On arrival, the cyclists were greeted at the hospital by NHS Greater Glasgow and Clyde’s Chairman, Professor John Brown CBE (right) with Ewan (centre).
By Lucy Ashton
A dedicated doctor has cycled over 800km, from London to Glasgow, to raise awareness around the impact of air pollution on health, ahead of COP26.
Dr Ewan Wallace, Consultant in Paediatric Anaesthesia and Chronic Pain at NHS Greater Glasgow and Clyde’s Royal Hospital for Children, took part in the massive Ride for their Lives trek, alongside fellow health care professionals.
The challenge started at Great Ormond Street Hospital in London on Sunday, October 24, with Ewan clocking his final kilometres at Glasgow’s Gartnavel General Hospital on Sunday, October 31.
Ewan, 47, was one of 39 participants to complete the gruelling 800km cycle, while others completed various stages in cities such as Bristol, Sheffield and Newcastle.
Father of two, Ewan, said: “This has been one of the best experiences of my life, it was great to get such an important message out there, while meeting so many people and members of the public along the way.
“We have a unique opportunity to use the platform of COP26 to highlight the impact that air pollution has on our health and the health of our children.

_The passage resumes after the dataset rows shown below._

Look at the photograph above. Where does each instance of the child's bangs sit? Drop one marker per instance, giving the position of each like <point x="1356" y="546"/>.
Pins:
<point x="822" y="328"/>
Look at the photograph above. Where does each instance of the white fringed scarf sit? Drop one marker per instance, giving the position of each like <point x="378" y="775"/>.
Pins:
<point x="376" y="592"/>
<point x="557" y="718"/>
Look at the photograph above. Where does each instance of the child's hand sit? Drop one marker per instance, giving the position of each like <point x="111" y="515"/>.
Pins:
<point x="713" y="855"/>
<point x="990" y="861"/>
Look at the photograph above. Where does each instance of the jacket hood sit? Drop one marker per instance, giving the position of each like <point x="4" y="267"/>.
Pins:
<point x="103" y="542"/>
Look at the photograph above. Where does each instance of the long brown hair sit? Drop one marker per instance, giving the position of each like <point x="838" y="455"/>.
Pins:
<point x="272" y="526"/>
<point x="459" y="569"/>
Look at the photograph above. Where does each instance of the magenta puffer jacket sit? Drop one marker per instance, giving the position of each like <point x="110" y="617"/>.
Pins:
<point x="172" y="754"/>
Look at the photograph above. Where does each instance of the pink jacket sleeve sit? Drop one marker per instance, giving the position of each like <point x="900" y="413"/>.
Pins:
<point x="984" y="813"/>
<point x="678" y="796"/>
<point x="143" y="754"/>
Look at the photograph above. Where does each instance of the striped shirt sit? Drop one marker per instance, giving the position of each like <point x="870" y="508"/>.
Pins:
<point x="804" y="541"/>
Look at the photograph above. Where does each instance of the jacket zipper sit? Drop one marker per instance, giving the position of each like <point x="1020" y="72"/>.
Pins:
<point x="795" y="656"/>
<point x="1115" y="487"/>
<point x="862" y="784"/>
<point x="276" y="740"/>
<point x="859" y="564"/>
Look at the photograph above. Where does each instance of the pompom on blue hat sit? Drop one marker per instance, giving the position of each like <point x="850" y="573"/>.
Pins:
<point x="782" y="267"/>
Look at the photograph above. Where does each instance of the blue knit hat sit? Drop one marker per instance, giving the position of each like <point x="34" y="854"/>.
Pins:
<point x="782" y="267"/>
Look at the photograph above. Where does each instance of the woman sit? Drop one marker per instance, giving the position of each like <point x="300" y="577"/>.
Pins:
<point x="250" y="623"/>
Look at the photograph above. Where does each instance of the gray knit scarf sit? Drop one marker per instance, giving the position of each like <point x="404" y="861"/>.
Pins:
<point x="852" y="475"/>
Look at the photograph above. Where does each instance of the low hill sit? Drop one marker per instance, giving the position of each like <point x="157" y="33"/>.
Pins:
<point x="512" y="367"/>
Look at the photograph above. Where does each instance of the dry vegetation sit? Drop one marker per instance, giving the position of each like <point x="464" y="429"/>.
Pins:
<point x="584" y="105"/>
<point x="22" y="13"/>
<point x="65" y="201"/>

This is our chance to be a voice for younger generations and our patients.
“I’ve always been an advocate for becoming greener and more sustainable, so this was a natural fit. I set up the Green Theatre Project at the Royal Hospital for Children in Glasgow, which looks at how we can reduce the environmental impact of theatres, by trying to cut down on waste and tackle reducing the use of anaesthetic gases that have high levels of greenhouse gas effects.”
On arrival, the cyclists were greeted at the hospital by NHS Greater Glasgow and Clyde’s Chairman, Professor John Brown CBE.
He said: “I want to congratulate the Ride for their Lives participants for what has been a monumental effort to raise awareness of a hugely important issue. The riders are very special people who work in children’s healthcare and have dedicated their working lives to the preservation of children’s life.
“But they share the same concerns and challenges we all face living in the 21st century. Some of them have even confessed to not being particularly fit before embarking on this 800km bike ride, although they must be now.
“Air pollution is the most universal of the deadly health impacts of climate change. Children are especially vulnerable because their lungs are still developing. Toxic particles can even cross the placenta, causing prematurity, and health problems over the baby’s entire life course.
“These dedicated healthcare professionals are ensuring the voices of their patients and younger generations is heard and I thank them for that.”
During COP26, Gartnavel General Hospital will host a project by artist Michael Pinsky which safely mimics the air quality, temperature and smell of London, Beijing, São Paulo, New Delhi and Tautra, a remote peninsula in Norway.
The pollution pods will remain on site during COP26, until Friday November 12 and open to the public on Tuesday November 2.